The rigorous and objective study of mental problems is relatively new. Even in the nineteenth century, the mentally ill were confined in asylums where they were “moral treatment” in order to reduce their “mental confusion” and “restore the right.” In the nineteenth century, first came the concept of “mental illness”and psychiatry would make his final entry to medicine. In 1896 Emil Kraepelin designed a system of identification and classification of mental problems that would become the basis of modern psychiatric studies.
Its objective is the study of mental illness, biochemical and environmental effects on the dynamic behavior and how they interact with the agency to take on the world.
As a tool to serve man, medicine uses knowledge gained in their scientific field is applied to the relief of mental suffering associated with mental health disorders. Psychiatry tends to adopt a medical model to deal with mental disorders, but considers both biological and psychological factors, socio / cultural and anthropological.The psychotherapy, or “psychological treatments” have proven effective in many psychiatric problems (or psychopathological from psychology). Many psychiatrists choose to train in this discipline of psychologyafter completing his training in medicine specializing in Psychiatry.According to different models, their action may take place in a hospital (psychiatric hospital) in primary care (psychiatric care) or community (community psychiatry).

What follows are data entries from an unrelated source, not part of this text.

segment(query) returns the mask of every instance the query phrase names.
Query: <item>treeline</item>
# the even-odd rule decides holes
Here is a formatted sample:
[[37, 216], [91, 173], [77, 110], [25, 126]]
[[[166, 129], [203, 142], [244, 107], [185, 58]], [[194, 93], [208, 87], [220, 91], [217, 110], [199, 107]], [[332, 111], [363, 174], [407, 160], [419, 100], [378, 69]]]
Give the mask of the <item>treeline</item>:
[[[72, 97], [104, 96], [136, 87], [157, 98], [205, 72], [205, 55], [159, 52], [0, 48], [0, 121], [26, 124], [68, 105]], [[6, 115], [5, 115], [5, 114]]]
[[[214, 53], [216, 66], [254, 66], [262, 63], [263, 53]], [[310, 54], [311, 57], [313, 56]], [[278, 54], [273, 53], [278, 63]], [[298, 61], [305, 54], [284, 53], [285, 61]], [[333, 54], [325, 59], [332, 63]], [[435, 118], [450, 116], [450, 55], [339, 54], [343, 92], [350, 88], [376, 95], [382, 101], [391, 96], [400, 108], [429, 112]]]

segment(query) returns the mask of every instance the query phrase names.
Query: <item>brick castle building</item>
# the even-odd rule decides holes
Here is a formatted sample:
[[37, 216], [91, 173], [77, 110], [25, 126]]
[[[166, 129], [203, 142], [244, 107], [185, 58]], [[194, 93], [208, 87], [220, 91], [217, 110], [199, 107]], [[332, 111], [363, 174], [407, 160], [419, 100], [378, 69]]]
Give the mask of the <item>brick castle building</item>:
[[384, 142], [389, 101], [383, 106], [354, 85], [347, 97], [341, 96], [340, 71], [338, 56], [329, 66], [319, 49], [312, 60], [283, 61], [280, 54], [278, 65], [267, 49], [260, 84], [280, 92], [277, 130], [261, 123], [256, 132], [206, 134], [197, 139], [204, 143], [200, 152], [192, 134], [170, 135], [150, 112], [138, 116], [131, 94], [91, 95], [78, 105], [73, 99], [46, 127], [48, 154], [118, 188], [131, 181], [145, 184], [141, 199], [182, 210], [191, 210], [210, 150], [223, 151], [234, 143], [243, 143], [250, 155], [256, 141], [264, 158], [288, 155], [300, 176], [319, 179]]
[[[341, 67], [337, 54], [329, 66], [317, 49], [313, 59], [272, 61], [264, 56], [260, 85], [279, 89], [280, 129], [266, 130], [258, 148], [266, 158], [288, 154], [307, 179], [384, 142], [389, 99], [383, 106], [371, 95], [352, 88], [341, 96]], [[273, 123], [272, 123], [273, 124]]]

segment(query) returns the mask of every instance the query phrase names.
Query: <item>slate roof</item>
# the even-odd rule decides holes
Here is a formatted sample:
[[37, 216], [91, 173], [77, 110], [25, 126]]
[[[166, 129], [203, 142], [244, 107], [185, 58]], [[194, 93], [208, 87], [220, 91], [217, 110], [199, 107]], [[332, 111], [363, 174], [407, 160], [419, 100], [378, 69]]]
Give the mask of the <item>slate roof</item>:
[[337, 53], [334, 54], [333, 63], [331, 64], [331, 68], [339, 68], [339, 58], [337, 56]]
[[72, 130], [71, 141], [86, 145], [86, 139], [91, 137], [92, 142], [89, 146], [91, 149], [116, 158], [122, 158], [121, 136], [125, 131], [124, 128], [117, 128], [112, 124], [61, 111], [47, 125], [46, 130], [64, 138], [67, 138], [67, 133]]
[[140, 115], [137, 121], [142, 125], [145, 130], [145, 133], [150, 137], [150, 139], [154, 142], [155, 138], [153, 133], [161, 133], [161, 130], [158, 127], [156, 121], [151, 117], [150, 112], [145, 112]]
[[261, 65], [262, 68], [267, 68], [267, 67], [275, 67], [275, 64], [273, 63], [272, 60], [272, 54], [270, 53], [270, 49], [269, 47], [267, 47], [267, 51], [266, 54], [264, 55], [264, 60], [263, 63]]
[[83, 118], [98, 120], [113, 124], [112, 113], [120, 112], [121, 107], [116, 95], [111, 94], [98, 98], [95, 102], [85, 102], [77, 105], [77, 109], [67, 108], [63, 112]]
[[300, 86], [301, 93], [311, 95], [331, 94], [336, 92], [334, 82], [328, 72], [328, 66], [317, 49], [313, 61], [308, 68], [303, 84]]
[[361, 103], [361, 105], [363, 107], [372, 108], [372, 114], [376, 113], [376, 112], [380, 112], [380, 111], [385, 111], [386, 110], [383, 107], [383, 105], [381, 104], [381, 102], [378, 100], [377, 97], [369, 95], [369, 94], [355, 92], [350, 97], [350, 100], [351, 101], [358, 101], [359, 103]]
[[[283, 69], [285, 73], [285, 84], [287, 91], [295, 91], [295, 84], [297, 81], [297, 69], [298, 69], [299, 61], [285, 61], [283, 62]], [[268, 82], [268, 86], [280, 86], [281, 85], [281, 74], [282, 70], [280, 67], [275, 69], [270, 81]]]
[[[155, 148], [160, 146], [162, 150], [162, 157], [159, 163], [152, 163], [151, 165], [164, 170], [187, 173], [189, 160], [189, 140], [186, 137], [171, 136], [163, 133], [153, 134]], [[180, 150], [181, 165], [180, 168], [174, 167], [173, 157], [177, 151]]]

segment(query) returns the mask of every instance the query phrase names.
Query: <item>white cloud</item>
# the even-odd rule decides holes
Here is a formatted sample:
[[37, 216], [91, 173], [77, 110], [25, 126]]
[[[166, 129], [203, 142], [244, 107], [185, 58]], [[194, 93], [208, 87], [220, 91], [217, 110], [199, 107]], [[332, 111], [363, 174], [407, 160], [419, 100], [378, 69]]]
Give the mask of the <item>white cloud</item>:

Biohemijska Laboratorija Beograd
Erythrocyte sedimentation rate
Erythrocyte sedimentation rate (ESR) or often referred to as the reduction is a blood test that provides a measure of uspesifikt inflammation (inflammation) and is often used in screening tests in examination of patients.
To perform the test must be blood tilblandet koagulasjonshemmer (usually citric acid) placed in a thin tube in an upright position. Then measured the rate at which erythrocytes (red blood cells) drops by, and the answer is read off after an hour. When blood cells are not falling in a constant pace, one can not measure in a half hour and walk away with two or let it stand two hours and divide by two. You have to read for an hour. Alternatively, one must standardize the procedure. The answer stated in the number of mm per hour.
Heart
The heart is the center of the circulatory system. It unceasingly beats twenty four hours a day, seven days a week, three hundred and sixty five days a year throughout ones life without a rest.
In order to have the body functioning properly, the organs and tissues must be supplied with oxygen. This is carried by the blood, but the true motor behind its delivery is the heart. Blood cells begin their life in the bone marrow after which they enter the circulatory system. The red blood cells are pumped through the veins to the vena cava, the main vein into the heart. From there, the blood enters the right artium of the heart, passes through the right ventricle and is sent to the lungs. In the lungs, the red blood cells pick up oxygen which attaches to a protein in the cell called hemoglobin. Once these cells have gotten oxygen, they turn red. After their journey to the lungs, they return to the heart via the pulmonary vein. This vein is the only one in the body to carry oxygenated blood. Once back in the heart, the blood moves from the left atrium into the left ventricle where it is then sent out through the aorta which branches off into increasingly smaller vessels: the arteries, arterioles, and the capillaries. The capillaries are so small that the oxygen molecules can pass through to the tissues of the body. Once the red blood cells have given up their oxygen, they return to the heart through the veins to begin the process again.
When the heart stops working for even a moment, severe damage to the brain and organs can result. Consequently, many cast a careful eye toward their heart health to prevent cardiac arrest when the heart stops beating. A heart attack occurs when the a portion of the heart muscle dies from a lack of blood flow to it. Attending to ones diet and exercise can help to strengthen the heart and prevent heart disease. Anyone with concern about their heart should discuss the matter with a physician.